Recovering from missing state .si file

Elasticsearch service has been terminated and fails to restart. The error returned is

Job for elasticsearch.service failed because the control process exited with error code.
See "systemctl status elasticsearch.service" and "journalctl -xe" for details.

The log says
org.elasticsearch.bootstrap.StartupException: ElasticsearchException[failed to bind service]; nested: CorruptIndexException[Unexpected file read error while reading index. (resource=BufferedChecksumIndexInput(SimpleFSIndexInput(path="/var/lib/elasticsearch/nodes/0/_state/segments_11mz")))]; nested: NoSuchFileException[/var/lib/elasticsearch/nodes/0/_state/_kfz.si];

I can confirm that the file /var/lib/elasticsearch/nodes/0/_state/_kfz.si is indeed missing.

How can I recover Elasticsearch to a state where I can restart it?
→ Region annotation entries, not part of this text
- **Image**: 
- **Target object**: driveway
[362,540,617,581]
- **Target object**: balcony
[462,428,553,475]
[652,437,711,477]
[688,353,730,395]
Unfortunately that file is essential to Elasticsearch. How did you get it into this state?

Assuming you don't have a copy of this file elsewhere, your best bet is to wipe this node and start again, allowing Elasticsearch to recover any missing shards from the other nodes in the cluster. Alternatively you can restore from a recent snapshot.

Thanks for the response. I haven't been able to identify the root cause leading to the missing file. Elasticsearch has been running on a server without me doing anything.

The cluster only has one node but I have a snapshot from a few days back. What's the recommended procedure to "wipe this node"? Unistall Elasticsearch, remove /var/lib/elasticsearch, reinstall Elasticsearch and then restore from snapshot? (I'm running Debian and using apt-get to install ES if it matters.)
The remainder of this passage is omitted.